Experts have said that miscommunication is preventing infection practices from being carried out to the required standard by all healthcare workers, reports Infection Control Today.

Back in 2009, the Centers for Medicare and Medicaid Services (CMS) launched an analysis programme to observe ambulatory surgery centers (ASCs), which included a stringent set of infection control regulations to reduce needlestick injuries and other infection-related incidents.

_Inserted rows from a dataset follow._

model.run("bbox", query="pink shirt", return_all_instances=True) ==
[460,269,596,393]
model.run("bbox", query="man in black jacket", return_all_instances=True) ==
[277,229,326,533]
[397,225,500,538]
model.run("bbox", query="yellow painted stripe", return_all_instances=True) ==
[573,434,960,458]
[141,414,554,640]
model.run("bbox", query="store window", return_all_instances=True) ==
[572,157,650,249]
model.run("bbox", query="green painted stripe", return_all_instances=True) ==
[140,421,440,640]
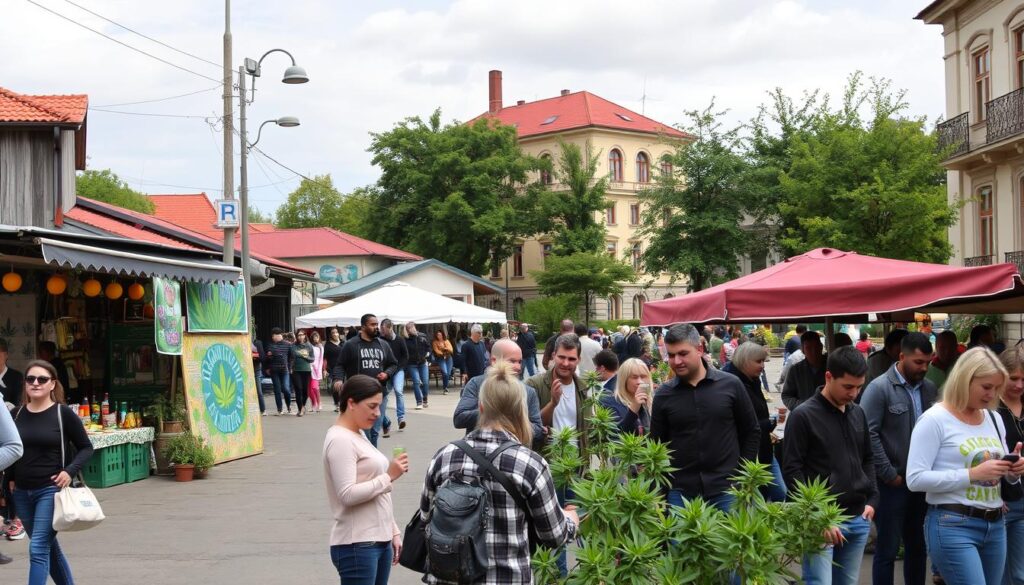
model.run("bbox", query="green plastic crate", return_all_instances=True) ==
[123,443,153,482]
[82,445,125,488]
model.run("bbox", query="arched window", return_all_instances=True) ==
[637,153,650,182]
[541,155,552,184]
[633,294,647,319]
[608,149,623,182]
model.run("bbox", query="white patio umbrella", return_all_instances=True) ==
[295,281,508,327]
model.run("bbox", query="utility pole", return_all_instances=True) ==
[223,0,234,266]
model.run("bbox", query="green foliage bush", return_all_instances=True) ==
[532,376,847,585]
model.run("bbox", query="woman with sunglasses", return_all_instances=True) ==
[10,360,92,585]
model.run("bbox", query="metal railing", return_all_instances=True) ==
[936,112,971,159]
[1006,250,1024,275]
[985,87,1024,144]
[964,254,995,267]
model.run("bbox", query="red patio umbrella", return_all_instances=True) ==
[641,248,1024,326]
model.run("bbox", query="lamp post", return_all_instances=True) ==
[239,49,309,327]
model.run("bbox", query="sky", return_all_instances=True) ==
[0,0,945,218]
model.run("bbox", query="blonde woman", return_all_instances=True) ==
[601,358,654,434]
[420,361,580,585]
[999,348,1024,585]
[906,347,1024,585]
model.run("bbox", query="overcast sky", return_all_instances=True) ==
[0,0,944,217]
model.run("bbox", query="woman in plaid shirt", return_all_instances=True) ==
[420,362,580,585]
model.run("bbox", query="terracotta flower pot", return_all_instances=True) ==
[174,463,196,482]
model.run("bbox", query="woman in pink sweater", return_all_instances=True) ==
[324,375,409,585]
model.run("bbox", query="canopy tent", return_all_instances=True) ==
[295,281,508,327]
[641,248,1024,326]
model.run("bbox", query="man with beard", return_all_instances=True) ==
[860,332,938,585]
[335,314,398,447]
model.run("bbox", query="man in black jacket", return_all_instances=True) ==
[336,314,398,447]
[782,345,879,583]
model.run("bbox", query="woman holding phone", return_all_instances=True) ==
[9,360,92,585]
[906,347,1024,585]
[601,358,654,434]
[324,374,409,585]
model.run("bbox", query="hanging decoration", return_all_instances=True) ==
[82,279,103,298]
[128,283,145,300]
[3,266,22,292]
[46,275,68,295]
[105,282,125,300]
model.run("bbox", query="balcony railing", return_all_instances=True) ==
[964,254,995,267]
[985,87,1024,144]
[937,112,971,159]
[1006,250,1024,275]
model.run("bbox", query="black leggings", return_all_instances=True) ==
[292,372,313,410]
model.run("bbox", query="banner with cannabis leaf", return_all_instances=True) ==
[181,333,263,463]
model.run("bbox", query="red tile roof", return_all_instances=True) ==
[249,227,423,260]
[150,193,223,235]
[67,196,313,275]
[0,87,89,125]
[470,91,689,138]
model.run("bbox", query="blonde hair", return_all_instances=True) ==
[942,346,1010,411]
[615,358,653,406]
[477,360,534,447]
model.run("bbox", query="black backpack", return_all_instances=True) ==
[425,441,532,584]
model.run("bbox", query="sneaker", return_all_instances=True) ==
[6,518,25,540]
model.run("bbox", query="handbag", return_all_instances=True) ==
[53,404,106,532]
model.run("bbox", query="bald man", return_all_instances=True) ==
[453,339,545,447]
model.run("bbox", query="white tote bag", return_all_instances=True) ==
[53,404,106,532]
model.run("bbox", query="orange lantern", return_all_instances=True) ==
[105,283,125,300]
[46,275,68,295]
[3,270,22,292]
[82,279,103,297]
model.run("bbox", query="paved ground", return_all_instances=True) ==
[0,360,902,585]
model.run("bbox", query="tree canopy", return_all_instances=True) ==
[75,169,157,214]
[639,103,750,291]
[369,110,544,275]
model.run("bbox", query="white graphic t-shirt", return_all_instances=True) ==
[906,404,1010,509]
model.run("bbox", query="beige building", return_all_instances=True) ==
[478,71,687,319]
[916,0,1024,340]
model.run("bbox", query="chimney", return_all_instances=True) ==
[487,70,502,114]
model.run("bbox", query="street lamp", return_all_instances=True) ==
[239,49,309,327]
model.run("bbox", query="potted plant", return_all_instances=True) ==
[195,436,215,479]
[164,431,200,482]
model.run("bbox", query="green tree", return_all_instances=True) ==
[639,102,750,291]
[369,110,544,275]
[751,73,956,262]
[276,174,372,238]
[542,141,608,256]
[75,169,157,214]
[530,252,636,324]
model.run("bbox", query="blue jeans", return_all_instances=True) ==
[802,516,871,585]
[925,508,1003,585]
[270,370,292,413]
[1002,500,1024,585]
[437,356,455,390]
[666,490,736,513]
[406,362,430,406]
[761,456,785,502]
[871,482,928,585]
[14,486,75,585]
[331,542,393,585]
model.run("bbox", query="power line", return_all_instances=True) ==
[65,0,221,69]
[92,84,223,108]
[26,0,223,83]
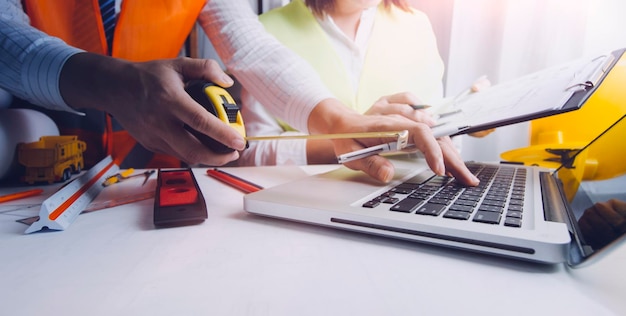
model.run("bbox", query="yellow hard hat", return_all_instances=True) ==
[500,51,626,190]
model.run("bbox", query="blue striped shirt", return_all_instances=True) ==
[0,0,81,111]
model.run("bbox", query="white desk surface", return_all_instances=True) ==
[0,166,626,315]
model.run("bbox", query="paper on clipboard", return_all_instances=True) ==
[429,49,624,135]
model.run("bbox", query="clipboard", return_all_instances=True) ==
[428,48,626,136]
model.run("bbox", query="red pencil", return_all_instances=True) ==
[206,168,263,193]
[0,189,43,203]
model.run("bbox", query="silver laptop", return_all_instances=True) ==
[244,116,626,266]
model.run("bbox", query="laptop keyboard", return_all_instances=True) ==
[363,163,526,227]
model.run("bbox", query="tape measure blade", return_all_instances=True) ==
[24,156,119,234]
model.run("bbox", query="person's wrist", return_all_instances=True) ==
[308,99,359,134]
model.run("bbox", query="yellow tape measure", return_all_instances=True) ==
[185,81,408,162]
[185,81,246,154]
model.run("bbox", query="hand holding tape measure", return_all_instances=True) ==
[185,81,409,163]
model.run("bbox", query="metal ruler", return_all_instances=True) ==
[25,156,119,234]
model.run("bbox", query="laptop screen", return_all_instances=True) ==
[555,115,626,266]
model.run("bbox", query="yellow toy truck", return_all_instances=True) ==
[17,136,87,184]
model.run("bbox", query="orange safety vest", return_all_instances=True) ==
[23,0,206,168]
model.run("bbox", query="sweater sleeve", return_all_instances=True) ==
[199,0,333,133]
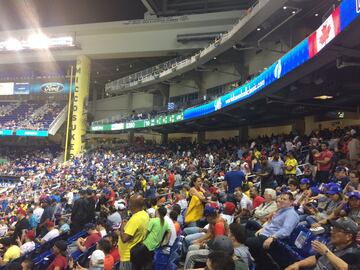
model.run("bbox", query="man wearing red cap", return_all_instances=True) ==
[17,231,35,255]
[40,221,60,244]
[12,208,30,241]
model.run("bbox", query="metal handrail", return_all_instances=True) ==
[105,0,260,90]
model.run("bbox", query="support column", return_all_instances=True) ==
[67,55,91,158]
[128,131,135,144]
[239,126,249,142]
[197,131,205,143]
[291,118,305,135]
[161,133,169,145]
[128,93,133,113]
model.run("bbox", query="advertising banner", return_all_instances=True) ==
[30,82,76,94]
[14,83,30,95]
[16,129,49,137]
[0,129,13,136]
[90,112,184,131]
[70,55,90,158]
[0,82,14,96]
[90,0,360,130]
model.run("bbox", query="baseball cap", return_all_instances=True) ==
[54,240,67,252]
[84,223,96,231]
[310,186,320,196]
[90,249,105,268]
[326,184,342,195]
[346,191,360,200]
[224,202,236,215]
[25,230,35,241]
[300,178,310,185]
[204,205,216,216]
[330,217,359,235]
[230,162,237,169]
[208,236,234,255]
[46,220,55,228]
[16,208,26,216]
[335,166,347,172]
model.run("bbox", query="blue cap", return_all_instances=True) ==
[347,191,360,200]
[300,178,310,185]
[204,205,216,216]
[326,184,342,195]
[310,187,320,196]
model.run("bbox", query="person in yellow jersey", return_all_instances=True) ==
[285,151,298,179]
[118,194,150,270]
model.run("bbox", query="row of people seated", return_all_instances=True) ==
[0,101,65,130]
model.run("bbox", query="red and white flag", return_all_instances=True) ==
[309,7,340,58]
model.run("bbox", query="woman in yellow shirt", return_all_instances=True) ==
[284,152,298,177]
[185,177,206,225]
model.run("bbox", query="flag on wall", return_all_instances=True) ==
[309,7,340,58]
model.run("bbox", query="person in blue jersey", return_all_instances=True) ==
[224,163,245,194]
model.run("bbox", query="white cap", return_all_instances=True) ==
[90,249,105,268]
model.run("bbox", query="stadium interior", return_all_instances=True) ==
[0,0,360,270]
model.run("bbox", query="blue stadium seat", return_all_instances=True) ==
[154,237,180,270]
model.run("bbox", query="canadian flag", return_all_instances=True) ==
[309,7,340,58]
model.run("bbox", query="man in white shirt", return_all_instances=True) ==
[39,221,60,244]
[17,230,35,255]
[164,215,177,251]
[33,203,44,220]
[234,187,252,211]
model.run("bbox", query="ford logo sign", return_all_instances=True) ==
[40,82,64,94]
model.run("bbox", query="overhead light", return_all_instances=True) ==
[314,95,334,100]
[4,38,23,51]
[27,34,49,49]
[0,33,75,51]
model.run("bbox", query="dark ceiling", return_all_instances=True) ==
[145,17,360,133]
[0,0,146,31]
[148,0,256,16]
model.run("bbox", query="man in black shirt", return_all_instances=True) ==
[256,156,274,196]
[285,217,360,270]
[71,190,89,234]
[12,208,30,240]
[36,198,55,237]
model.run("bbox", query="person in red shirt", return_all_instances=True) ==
[184,209,229,269]
[97,239,114,270]
[249,187,265,209]
[47,240,68,270]
[105,232,120,262]
[169,210,181,235]
[169,170,175,189]
[76,223,101,252]
[315,142,334,183]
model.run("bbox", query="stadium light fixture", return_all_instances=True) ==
[314,95,334,100]
[3,38,23,51]
[0,33,76,52]
[27,34,49,49]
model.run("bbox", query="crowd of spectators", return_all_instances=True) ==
[0,101,65,130]
[0,125,360,270]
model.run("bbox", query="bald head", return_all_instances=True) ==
[129,194,144,213]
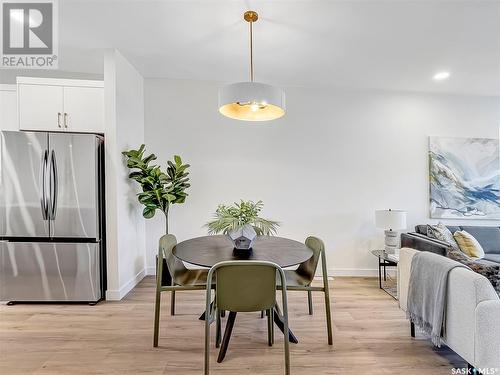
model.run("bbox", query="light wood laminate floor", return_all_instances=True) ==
[0,277,465,375]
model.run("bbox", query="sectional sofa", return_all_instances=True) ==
[398,248,500,374]
[401,225,500,296]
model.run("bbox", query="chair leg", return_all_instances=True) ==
[307,290,313,315]
[323,284,333,345]
[267,309,274,346]
[153,289,161,348]
[215,310,222,348]
[170,279,175,316]
[217,311,236,363]
[153,258,163,348]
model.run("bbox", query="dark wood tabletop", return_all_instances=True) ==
[172,235,313,267]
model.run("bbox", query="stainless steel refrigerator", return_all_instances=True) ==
[0,131,105,303]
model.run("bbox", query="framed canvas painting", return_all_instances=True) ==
[429,137,500,219]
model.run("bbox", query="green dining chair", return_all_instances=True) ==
[153,234,212,347]
[277,236,333,345]
[205,260,290,375]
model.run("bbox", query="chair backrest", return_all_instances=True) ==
[209,261,284,312]
[296,236,325,282]
[159,234,186,275]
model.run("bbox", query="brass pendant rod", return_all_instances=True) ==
[249,21,253,82]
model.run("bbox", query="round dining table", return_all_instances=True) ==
[172,235,313,360]
[172,235,313,268]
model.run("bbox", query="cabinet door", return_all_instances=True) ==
[0,89,19,130]
[18,84,63,131]
[63,86,104,133]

However, experts in the field are concerned that the CMS regulations sometimes create confusion among infection preventionists at ASCs.

“Ambulatory surgery centers want to do the right thing, but unfortunately the requirements aren’t always clear,” said Mary Post, RN, MS, CNS, CIC, infection prevention specialist with the Oregon Patient Safety Commission. 

Needlestick injuries have been well-documented as one of the most threatening incidents for people working in the healthcare sector. However, another expert suggests that the safe use of such devices and medical sharps in procedures is still an area that needs much clarification.

“Safe injection practices are one of the biggest areas of confusion,” said Libby Chinnes, RN, BSN, CIC, an infection control consultant. “Do staff clean the tops of medication vials each time they insert a needle? Whether it’s a brand-new bottle or not – the top of the bottle should be wiped off with alcohol before the needle is injected into the vial.”

Ms Post adds that she often receives questions about everyday practices such as hand hygiene methods, saying that "everyday practices" often do not have 100 per cent compliance.

The experts have shared advice about how organisations can ensure that all healthcare workers are abiding by the correct protocol.

Having one person that is allocated to manage infection prevention and control programmes can lead to successful adoption, suggest the experts. CMS regulations require that this person should be a licensed professional who has undergone specialised infection control training.

However, the experts have called for more specification, such as setting a minimum number of hours that must be undergone in training before the person can be referred to as a specialist.